I was That Kid growing up.
An overachiever. All A’s. ‘A joy to have in class.’ National Honor Society. High class rank. Did community service projects. Babysat…not just my kid brother, but for basically anyone who asked. Never smoked a cigarette. Never drank alcohol. Never went to parties or even on many dates. No drugs. The few and far between late nights I had were working at my coffee shop job or playing card games with my friends in a dry basement and watching cartoons. Yes, really. But my parents, particularly my mom, were never happy with me. We still fought all the time. About…all kinds of things. She always suspected the worst of me. I was always, in her eyes, making bad decisions and up to no good.
I can’t count the number of ‘friends’ who ditched me for not conforming exactly to whatever (normally unvoiced) standards they had for friendship. I’ve never had a group of friends, because I can’t relate to groups of people. I’ve only been able to cultivate individual relationships with people. And that lends itself to getting left off a lot of lists and excluded from stuff, sometimes conspicuously. I mean, I don’t even like group activities, but…it still kind of hurts to know everyone you know doesn’t invite you to things; not because they’re caring about your boundaries, but because ‘Jen doesn’t ‘fit in’ with this group of people I’m inviting, so…’
All the guys I ever dated except for J broke up with me, and without much ambiguity, let me know it was because I was ‘not good enough,’ or just ‘not enough.’ Or that I was ‘too much’ for them and bothering them. Several guys were so ashamed of me they wanted to keep our relationship a secret from their family and friends.
All of this stuff has led me to a pretty weird self-image and some major trust issues. So believe me when I say, I DO know exactly how you feel. I hope to NEVER make you feel that way. You don’t have to entertain me and you don’t have to ‘achieve’ to be good enough. And reaching out to me is rarely if ever bothering me and you will KNOW if it is…so if you haven’t seen or heard the actual words ‘bothering me’ or ‘hurting me’ from me? You’re not.

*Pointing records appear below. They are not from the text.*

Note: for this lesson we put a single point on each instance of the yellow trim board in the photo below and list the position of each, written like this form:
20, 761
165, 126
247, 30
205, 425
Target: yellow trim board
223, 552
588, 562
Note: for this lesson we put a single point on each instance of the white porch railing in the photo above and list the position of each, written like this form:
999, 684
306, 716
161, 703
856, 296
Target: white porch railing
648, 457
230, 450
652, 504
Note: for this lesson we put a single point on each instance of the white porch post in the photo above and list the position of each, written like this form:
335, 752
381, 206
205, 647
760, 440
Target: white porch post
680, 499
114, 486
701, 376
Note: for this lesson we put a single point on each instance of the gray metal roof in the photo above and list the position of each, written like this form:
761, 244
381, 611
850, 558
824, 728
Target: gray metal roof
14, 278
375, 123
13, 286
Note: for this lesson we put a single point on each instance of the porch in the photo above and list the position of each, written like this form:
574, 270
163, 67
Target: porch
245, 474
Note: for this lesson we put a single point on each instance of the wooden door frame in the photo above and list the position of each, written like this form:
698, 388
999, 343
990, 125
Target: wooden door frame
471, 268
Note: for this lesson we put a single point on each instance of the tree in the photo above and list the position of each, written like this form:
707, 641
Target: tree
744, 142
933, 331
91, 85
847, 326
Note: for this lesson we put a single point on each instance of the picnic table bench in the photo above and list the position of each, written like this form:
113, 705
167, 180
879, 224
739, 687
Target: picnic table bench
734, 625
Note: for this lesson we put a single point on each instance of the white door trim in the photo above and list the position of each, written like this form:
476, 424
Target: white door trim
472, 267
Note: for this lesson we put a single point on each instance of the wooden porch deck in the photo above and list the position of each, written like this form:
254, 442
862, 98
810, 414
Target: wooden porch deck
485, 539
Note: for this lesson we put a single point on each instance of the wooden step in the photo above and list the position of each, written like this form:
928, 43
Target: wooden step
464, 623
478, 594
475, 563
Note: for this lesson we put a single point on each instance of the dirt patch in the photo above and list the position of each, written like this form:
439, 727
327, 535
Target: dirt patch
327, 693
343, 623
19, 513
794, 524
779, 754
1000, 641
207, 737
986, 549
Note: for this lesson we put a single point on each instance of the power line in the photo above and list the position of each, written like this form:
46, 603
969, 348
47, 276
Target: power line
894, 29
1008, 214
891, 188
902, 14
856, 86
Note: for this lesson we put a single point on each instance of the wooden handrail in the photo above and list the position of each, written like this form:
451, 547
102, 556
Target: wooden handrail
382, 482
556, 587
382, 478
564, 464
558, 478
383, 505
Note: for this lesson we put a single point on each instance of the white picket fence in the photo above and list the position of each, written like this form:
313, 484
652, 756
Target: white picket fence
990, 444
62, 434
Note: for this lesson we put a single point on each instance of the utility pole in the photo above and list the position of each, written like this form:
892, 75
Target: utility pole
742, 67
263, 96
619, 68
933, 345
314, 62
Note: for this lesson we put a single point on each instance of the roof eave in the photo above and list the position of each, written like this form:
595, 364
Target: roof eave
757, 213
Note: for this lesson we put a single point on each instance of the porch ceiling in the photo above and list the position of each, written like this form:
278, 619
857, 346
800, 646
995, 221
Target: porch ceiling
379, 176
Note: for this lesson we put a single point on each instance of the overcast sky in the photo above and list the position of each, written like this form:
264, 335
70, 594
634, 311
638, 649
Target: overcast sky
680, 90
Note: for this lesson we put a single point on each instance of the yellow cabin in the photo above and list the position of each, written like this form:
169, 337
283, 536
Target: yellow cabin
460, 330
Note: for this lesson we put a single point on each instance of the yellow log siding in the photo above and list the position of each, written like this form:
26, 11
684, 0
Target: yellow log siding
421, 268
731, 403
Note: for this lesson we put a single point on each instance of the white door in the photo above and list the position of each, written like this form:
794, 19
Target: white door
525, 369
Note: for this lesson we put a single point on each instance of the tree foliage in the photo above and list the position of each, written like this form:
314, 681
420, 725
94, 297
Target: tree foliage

I’m thankful to you (you know who you are) for helping me to feel safe to share myself here and in other works of my writing without constantly worrying if I’m too much or not enough or if I’m bothering people or if what I write isn’t good enough. Thank you. It can’t be overstated how much that means to me. I just want to return those feelings to you. Please believe that you’re enough. You’re good enough. And you’re not too much. And you’re not bothering me. You don’t have to be perfect. You can be good. That John Steinbeck was a smart guy and a hell of a writer, huh?